W ostatnich dniach rozpieszcza nas wiosenna pogoda. Słoneczny, bezchmurny okres, oprócz ciepła, daje też okazję do wspaniałych nocnych obserwacji. W połączeniu ze sprzyjającą pogodą kosmiczną, na polskim niebie ujrzeć można zorzę polarną.
W poniedziałek wieczorem na Morasku (peryferyjnej części Poznania) Leszek Bartczak, kryjący się pod nazwą "Piorunująco", robił to, co lubi najbardziej. Uzbrojony w aparat fotograficzny polował na zjawiska atmosferyczne - tym razem na zorzę polarną.
Wiatr słoneczny
A wcale nie jest łatwo taką zorzę sfotografować. Trzeba śledzić warunki pogody kosmicznej czyli zjawisk na słońcu i w magnetosferze.

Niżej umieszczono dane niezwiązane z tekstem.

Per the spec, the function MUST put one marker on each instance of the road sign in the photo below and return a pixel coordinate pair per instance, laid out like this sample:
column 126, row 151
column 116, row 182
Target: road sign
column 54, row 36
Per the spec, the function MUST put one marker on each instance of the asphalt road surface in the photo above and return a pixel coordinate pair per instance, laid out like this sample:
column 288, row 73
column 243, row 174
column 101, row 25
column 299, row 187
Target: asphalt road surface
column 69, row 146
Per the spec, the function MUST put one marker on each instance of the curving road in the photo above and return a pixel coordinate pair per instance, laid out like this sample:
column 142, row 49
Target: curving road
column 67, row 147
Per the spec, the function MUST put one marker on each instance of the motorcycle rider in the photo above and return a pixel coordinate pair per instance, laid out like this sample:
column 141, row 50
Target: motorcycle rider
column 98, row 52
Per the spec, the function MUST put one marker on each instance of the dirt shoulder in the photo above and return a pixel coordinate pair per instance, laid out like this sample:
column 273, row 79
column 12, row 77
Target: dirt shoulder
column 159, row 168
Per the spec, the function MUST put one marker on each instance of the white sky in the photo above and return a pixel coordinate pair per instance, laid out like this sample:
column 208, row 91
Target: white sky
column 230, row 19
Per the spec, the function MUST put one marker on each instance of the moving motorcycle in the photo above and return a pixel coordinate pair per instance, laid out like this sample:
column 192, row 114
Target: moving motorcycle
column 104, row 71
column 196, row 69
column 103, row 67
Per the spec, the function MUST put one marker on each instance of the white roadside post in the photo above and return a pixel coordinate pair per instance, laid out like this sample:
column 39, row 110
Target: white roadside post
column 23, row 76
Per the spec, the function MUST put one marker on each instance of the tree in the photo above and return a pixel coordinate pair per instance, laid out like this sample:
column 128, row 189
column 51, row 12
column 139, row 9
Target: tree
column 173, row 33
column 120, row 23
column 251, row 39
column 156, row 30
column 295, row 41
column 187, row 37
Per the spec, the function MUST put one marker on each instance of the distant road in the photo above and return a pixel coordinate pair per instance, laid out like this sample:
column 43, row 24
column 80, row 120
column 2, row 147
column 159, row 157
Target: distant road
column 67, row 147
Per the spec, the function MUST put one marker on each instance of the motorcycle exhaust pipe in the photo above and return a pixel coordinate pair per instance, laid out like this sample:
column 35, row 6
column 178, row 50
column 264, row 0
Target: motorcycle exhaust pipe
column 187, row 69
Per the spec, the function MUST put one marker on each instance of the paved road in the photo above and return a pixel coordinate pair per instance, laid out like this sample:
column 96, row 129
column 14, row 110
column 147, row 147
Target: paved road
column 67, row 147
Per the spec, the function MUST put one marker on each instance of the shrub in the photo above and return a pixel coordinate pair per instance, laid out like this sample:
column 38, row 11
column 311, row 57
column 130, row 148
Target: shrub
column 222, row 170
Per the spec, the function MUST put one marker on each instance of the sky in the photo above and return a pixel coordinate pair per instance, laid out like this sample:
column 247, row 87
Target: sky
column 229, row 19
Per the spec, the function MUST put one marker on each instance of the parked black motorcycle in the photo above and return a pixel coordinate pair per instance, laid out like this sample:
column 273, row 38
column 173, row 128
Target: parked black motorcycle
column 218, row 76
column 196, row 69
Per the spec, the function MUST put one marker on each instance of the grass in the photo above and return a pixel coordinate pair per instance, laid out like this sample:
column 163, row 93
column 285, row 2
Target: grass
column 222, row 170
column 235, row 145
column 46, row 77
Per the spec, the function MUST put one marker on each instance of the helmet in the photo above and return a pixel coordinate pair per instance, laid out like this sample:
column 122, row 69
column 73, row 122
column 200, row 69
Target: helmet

Ostatecznie na zorzę musi złożyć się kilka okoliczności.
- Obecna zorza polarna widoczna z Polski to zasługa docierającego wiatru słonecznego podwyższonej prędkości z dużych obszarów na Słońcu, które nazywają się dziurami koronalnymi. Słońce przechodzi obecnie fazę schyłkową jeśli chodzi o produkcję plam słonecznych. Z nich uświadczamy coraz mniej istotnych erupcji materii, która docierając do Ziemi wywołuje burze magnetyczne - tłumaczy Bartczak.
Jak dodaje, oddziaływaniu wiatru słonecznego o podwyższonej prędkości może potrwać jeszcze nawet trzy doby. To oznacza, że przy bezchmurnych nocach zorza znów może się pojawić.